I think it's pretty well established on this site that I'm no medical expert. But as a lay-man my question with regards to severity would be, couldn't it simply be that this is causative but the downstream effects build up over time or in some cases very quickly making someone severe?

If I could make an analogy of water carving through rock, the initial stream might be the same but it would carve out more and more of the rock as the water would keep on streaming through. In a similar sense, the longer the process described by the researchers occurs the more severe your symptoms become? Or that some people are more susceptible to it's effects making them severe quickly?

 

I sometimes think we worry too much about deconditioning being the reason for abnormal results. I did not do much sports while I was still well enough to leave the house, but I was up and down stairs, shopping, cleaning, walking briskly for at least an hour a day. Didn't know about ME or PEM so I had the odd day in bed and felt bad every night but I was fit.

If someone is still managing to leave the house I would think they would be best classed as sedentary and that is what they try to get in controls.

The people in most trials are not severe as it is too hard for them to do it so that is not the image we should have. Just a thought.

It is the BPS who keep going on about us being deconditioned.

 

In my case it was the same. When I got sich I was professional football player. After getting pneumonie (possibly mononucleosis) I have never recovered. I got immediately muscle weakness, felt strong lactic acid accumulation like never before, trembling of muscles, higher heart rate...this couldnt be explaining by decondition.

 

See also this thread: Vericiguat [drug for heart failure mentioned by Prof Schiebenbogen]

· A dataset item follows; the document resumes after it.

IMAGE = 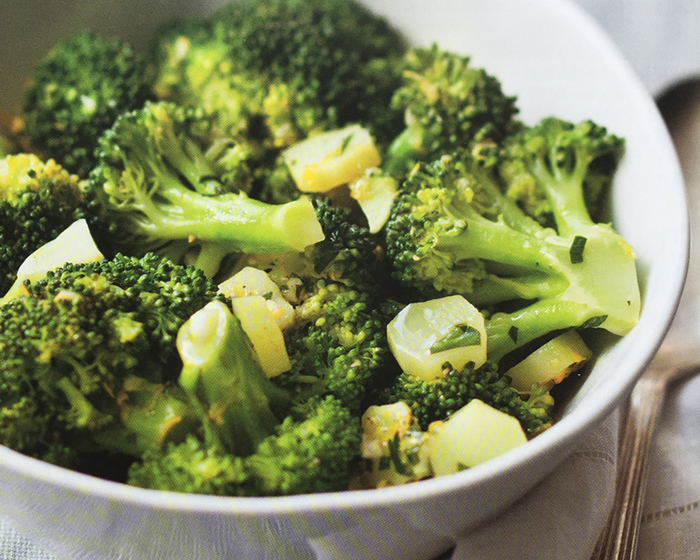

Potentiates soluble guanylate cyclase in the NO-sGC-cGMP pathway in vascular smooth muscle cells.

 

For me, one of the interesting things about the study is that measuring flow-mediated dilation using ultrasound doesn't look enormously challenging or expensive to carry out. If the professionals think these results are genuinely interesting, it might be within the scope of an ME charity to fund a study on a larger cohort.

It wouldn't even require the administration of the drug to test patients' response to it; simply knowing whether or not reduced arterial dilation is a real feature in a substantial proportion of patients, but not in a matched control group, would be useful.